Zum Material und Zweck herabgewürdigt
Tatsächlich differenziert die Glaubenskongregation im Jahre 2020 an der kirchlichen Morallehre glatt vorbei. Diese spricht dem Embryo ab der Empfängnis personale Qualität zu und anerkennt diese Qualität auch beim abgegangenen oder abgetriebenen Fötus, der folglich wie ein reifer und eines natürlichen Todes gestorbener Mensch zu behandeln ist (Donum vitae I,4). Die katholische Morallehre hat daher stets Wert darauf gelegt, dass aus moralisch verwerflichen Handlungen und Experimenten an oder mit Embryonen, Föten und Menschen kein moralisch akzeptables Produkt hervorgehen kann.

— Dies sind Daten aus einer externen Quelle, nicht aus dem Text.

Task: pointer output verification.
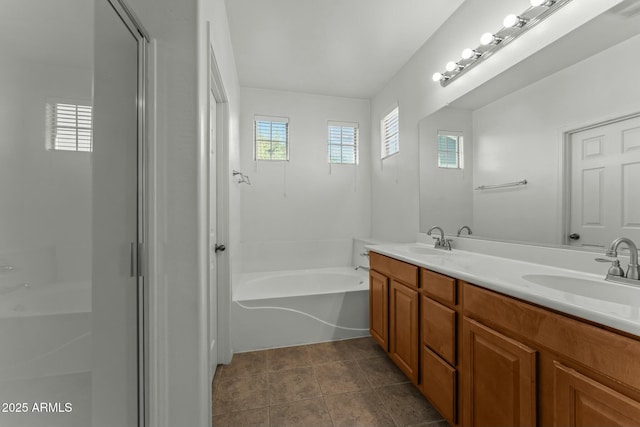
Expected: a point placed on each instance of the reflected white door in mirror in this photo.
(605, 172)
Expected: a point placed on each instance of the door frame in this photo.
(565, 165)
(216, 87)
(133, 24)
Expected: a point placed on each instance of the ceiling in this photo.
(347, 48)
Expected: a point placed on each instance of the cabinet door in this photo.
(499, 379)
(582, 401)
(379, 308)
(403, 326)
(439, 384)
(439, 329)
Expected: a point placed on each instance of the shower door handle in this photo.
(135, 264)
(132, 259)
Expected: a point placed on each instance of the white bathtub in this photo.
(284, 308)
(45, 330)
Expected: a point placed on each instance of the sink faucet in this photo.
(632, 271)
(441, 242)
(464, 227)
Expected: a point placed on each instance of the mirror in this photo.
(543, 122)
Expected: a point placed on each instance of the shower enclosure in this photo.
(71, 292)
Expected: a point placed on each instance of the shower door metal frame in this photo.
(136, 29)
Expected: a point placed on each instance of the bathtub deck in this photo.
(349, 382)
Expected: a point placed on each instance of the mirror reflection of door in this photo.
(605, 179)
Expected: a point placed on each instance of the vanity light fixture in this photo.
(545, 3)
(470, 54)
(513, 27)
(514, 21)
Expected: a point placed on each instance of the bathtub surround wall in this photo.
(46, 193)
(302, 213)
(395, 184)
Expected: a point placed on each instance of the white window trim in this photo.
(384, 138)
(52, 127)
(272, 119)
(356, 144)
(460, 150)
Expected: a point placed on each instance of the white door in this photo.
(213, 242)
(605, 179)
(117, 284)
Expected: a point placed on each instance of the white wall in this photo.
(520, 136)
(395, 181)
(46, 205)
(302, 213)
(179, 378)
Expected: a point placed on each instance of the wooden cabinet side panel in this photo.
(403, 329)
(379, 309)
(498, 377)
(582, 401)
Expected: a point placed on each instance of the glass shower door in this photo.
(70, 288)
(45, 212)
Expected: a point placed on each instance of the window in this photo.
(69, 127)
(390, 134)
(271, 137)
(450, 154)
(343, 143)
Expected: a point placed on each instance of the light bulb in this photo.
(451, 66)
(469, 53)
(487, 38)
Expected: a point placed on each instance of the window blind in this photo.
(390, 134)
(343, 143)
(271, 138)
(450, 150)
(71, 126)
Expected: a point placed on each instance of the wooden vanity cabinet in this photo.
(395, 324)
(439, 310)
(379, 308)
(486, 359)
(523, 361)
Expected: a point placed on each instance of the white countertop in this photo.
(584, 295)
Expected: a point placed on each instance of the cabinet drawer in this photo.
(439, 287)
(439, 384)
(406, 273)
(439, 329)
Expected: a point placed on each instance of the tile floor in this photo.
(342, 383)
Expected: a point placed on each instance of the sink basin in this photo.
(426, 250)
(593, 289)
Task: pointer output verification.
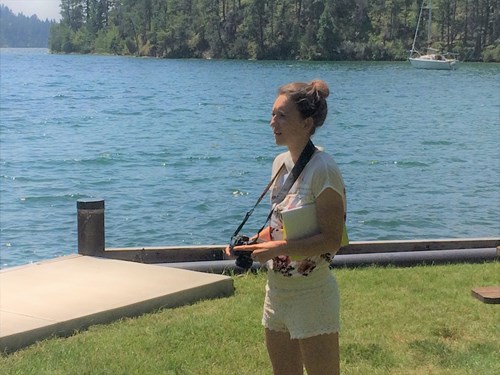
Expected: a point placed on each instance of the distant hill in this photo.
(21, 31)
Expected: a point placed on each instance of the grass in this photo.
(411, 321)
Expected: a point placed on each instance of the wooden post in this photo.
(90, 226)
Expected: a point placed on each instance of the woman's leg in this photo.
(320, 354)
(285, 353)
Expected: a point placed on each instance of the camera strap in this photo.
(297, 169)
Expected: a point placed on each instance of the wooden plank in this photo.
(487, 294)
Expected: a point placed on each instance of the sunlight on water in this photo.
(181, 149)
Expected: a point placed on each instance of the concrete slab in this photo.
(63, 295)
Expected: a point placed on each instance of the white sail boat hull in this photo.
(431, 60)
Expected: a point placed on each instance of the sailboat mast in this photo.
(416, 30)
(429, 32)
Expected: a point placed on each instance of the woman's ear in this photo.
(309, 124)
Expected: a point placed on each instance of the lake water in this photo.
(181, 149)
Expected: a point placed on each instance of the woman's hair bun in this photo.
(321, 88)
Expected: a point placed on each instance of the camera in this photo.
(243, 258)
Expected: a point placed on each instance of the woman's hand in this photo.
(262, 252)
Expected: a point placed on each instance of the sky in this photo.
(42, 8)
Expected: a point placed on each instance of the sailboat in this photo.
(433, 59)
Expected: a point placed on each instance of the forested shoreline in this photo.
(22, 31)
(275, 29)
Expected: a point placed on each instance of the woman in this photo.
(301, 308)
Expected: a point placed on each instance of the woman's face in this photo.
(287, 123)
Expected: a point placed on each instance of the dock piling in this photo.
(90, 227)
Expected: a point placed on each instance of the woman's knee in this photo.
(285, 354)
(320, 354)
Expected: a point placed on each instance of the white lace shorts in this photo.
(303, 306)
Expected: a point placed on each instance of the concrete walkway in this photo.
(60, 296)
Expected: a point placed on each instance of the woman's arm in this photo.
(330, 212)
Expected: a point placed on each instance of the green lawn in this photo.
(419, 320)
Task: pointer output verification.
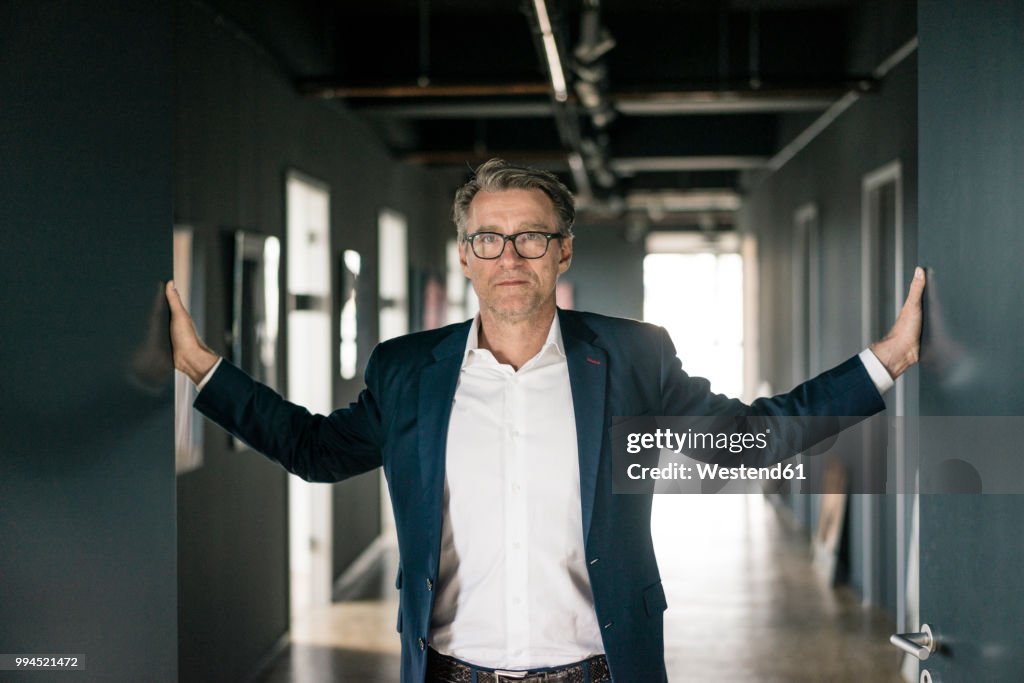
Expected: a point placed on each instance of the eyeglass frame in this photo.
(506, 239)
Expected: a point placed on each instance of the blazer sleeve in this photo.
(315, 447)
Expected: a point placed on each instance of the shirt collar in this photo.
(553, 341)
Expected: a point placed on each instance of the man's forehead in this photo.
(526, 208)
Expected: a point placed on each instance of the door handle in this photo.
(920, 644)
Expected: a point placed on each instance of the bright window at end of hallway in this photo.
(693, 288)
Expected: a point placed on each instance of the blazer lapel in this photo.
(588, 367)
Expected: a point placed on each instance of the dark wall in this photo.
(87, 538)
(240, 127)
(972, 238)
(875, 131)
(606, 271)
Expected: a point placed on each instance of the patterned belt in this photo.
(442, 669)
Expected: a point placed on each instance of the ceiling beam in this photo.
(631, 165)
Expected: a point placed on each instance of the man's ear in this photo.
(565, 255)
(463, 254)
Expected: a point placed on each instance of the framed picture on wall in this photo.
(255, 306)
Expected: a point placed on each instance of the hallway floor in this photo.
(745, 606)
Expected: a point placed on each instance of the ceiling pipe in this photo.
(551, 51)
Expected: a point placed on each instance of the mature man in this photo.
(493, 434)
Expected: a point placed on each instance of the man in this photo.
(493, 434)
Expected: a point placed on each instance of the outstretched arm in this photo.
(901, 347)
(190, 355)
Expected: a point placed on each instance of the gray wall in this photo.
(239, 128)
(87, 538)
(873, 131)
(972, 238)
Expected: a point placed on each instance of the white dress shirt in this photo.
(513, 589)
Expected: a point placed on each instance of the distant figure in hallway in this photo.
(494, 436)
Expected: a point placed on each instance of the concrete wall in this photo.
(240, 126)
(875, 131)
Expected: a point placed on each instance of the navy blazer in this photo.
(399, 422)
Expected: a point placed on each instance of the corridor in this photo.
(744, 606)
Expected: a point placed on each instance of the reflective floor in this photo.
(744, 606)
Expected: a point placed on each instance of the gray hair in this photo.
(498, 174)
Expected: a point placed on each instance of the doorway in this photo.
(309, 382)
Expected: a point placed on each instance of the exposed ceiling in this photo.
(668, 105)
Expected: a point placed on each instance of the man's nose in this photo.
(509, 253)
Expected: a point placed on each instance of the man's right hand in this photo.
(190, 355)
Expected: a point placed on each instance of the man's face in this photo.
(510, 287)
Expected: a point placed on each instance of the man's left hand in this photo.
(901, 347)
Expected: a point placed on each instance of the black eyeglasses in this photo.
(527, 245)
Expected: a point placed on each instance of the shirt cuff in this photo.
(206, 378)
(878, 372)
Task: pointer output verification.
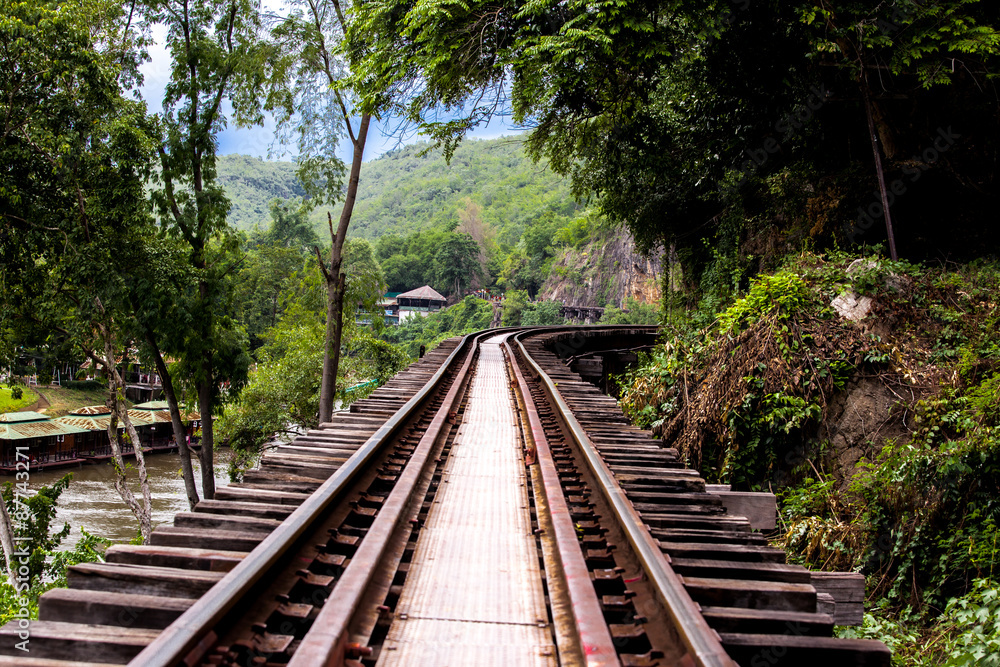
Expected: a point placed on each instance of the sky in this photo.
(259, 141)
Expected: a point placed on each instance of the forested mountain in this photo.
(251, 184)
(407, 190)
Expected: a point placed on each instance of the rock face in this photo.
(866, 412)
(604, 271)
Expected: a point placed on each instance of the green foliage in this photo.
(468, 315)
(966, 634)
(84, 385)
(542, 313)
(282, 393)
(514, 304)
(783, 293)
(251, 184)
(32, 517)
(16, 397)
(89, 549)
(634, 312)
(410, 189)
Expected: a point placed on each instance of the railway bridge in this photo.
(489, 505)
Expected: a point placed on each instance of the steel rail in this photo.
(326, 642)
(595, 642)
(194, 629)
(703, 644)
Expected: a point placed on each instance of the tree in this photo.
(470, 222)
(282, 395)
(218, 56)
(675, 115)
(457, 262)
(316, 103)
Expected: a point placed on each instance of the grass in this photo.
(8, 404)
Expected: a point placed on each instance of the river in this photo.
(92, 502)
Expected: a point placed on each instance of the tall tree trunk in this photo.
(116, 402)
(335, 281)
(207, 452)
(7, 542)
(866, 93)
(176, 420)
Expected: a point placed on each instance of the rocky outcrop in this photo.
(606, 270)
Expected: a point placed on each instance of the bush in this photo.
(84, 385)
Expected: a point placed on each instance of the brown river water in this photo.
(92, 502)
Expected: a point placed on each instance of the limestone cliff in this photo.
(603, 271)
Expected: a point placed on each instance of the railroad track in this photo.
(314, 558)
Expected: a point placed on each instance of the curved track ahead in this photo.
(305, 562)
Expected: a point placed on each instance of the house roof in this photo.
(425, 292)
(152, 405)
(36, 429)
(92, 410)
(96, 423)
(17, 417)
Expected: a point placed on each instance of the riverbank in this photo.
(92, 502)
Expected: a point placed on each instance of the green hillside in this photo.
(251, 183)
(403, 191)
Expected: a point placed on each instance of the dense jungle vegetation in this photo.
(764, 147)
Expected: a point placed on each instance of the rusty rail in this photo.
(193, 632)
(596, 644)
(326, 642)
(701, 641)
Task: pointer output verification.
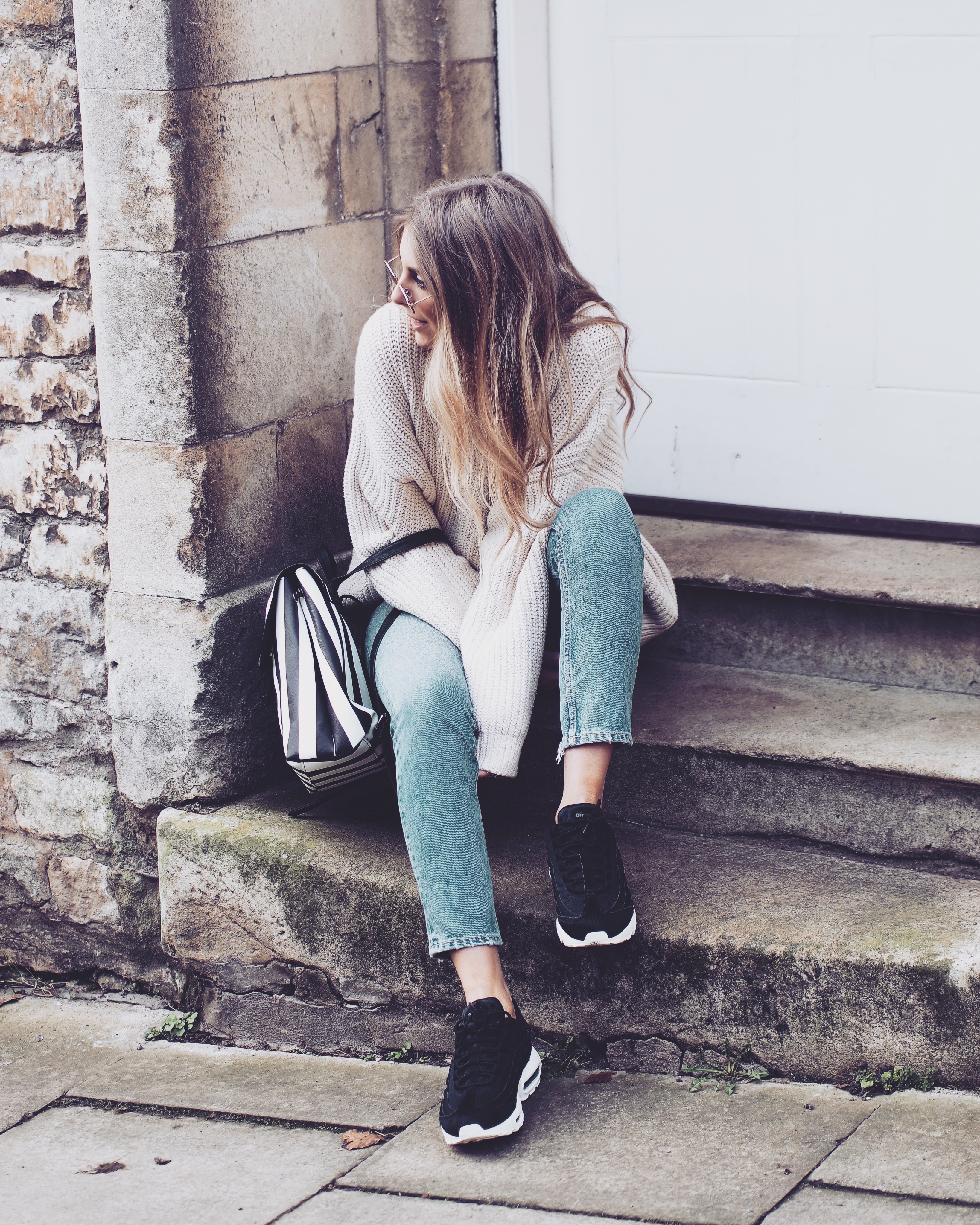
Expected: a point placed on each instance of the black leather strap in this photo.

In der Instruktion Dignitas personae heißt es dazu in Abschnitt 35 glasklar:
„Wenn das, was unerlaubt ist, durch Gesetze abgestützt wird, die das gesundheitliche und wissenschaftliche System regeln, muss man sich von den ungerechten Aspekten dieses Systems distanzieren, um nicht den Eindruck einer gewissen Toleranz oder stillschweigenden Akzeptanz von schwer ungerechten Handlungen zu geben. Dies würde nämlich dazu beitragen, die Gleichgültigkeit, wenn nicht sogar die Zustimmung zu verstärken, mit der einige medizinische und politische Kreise diese Handlungen betrachten.“
Alles in allem muss man daher sagen: Natürlich ist die Verabreichung oder Entgegennahme einer Covid-19-Injektion neuen Typs „keine formale Mitwirkung an der Abtreibung“, wie es die Glaubenskonkgregation in ihrer Dezembernote 2020 festgehalten hat. Aber sie ist und bleibt ein Angriff auf die Würde und die unveräußerlichen Rechte eines jeden Menschen, von der Empfängnis bis zum Tod, weil sie auf etwas beruht, wovor die katholische Kirche in ihrem Katechismus, in ihren Enzykliken und in ihren Instruktionen stets gewarnt hat: Sie beruht darauf, dass sie den anderen Menschen – und sei es nur in dem fernen Echo einer „Zelllinie“ – zum Material und Zweck herabwürdigt.
Die Injektion gegen Covid-19 ist damit alles andere als ein „Akt der Liebe“, wie Franziskus meint und die Glaubenskongregation gutachten lässt. Sie ist vielmehr ein Element jener Kultur, die die Freiheit und Würde des Menschen sukzessive einschränkt und seit Johannes Paul II. nicht nur innerkirchlich als „Kultur des Todes“ diskutiert wurde. Die Firma Pfizer scheint davon nicht ganz unbeeindruckt geblieben zu sein — und sei es auch nur aus Marketingrücksichten —, als sie ihren Mitarbeitern verbot, öffentlich über die Tatsache zu sprechen, dass für das Pfizer-Präparat eine fötale Zelllinie benutzt wurde. Die Whistleblowerin Melissa Stickler, die es dennoch tat, wurde jedenfalls umgehend entlassen.
Wer von hier aus auf den Vatikan schaut und auf die dortige AHA-Praxis mit ihren unmenschlichen Abständen und ihrer Persönlichkeitsvernichtung durch Maskentragen, wer die Impfpflicht für die Mitarbeiter des Kirchenstaates und die erfolgten Entlassungen nicht zu übersehen bereit ist und wer schließlich auf die Wendigkeit reflektiert, mit der die aktuelle Glaubenskongregation und Papst Franziskus den Kern der kirchlichen Morallehre beiseite schieben, um die Anwendung der neuen mRNA- und Vektor-Präparate als moralisch unbedenklich erscheinen zu lassen – der wird sich zu dem Urteil vorwagen müssen, dass auch der Vatikan, wenn man seine eigenen Maßstäbe anlegt, teil der „Kultur des Todes“ geworden ist.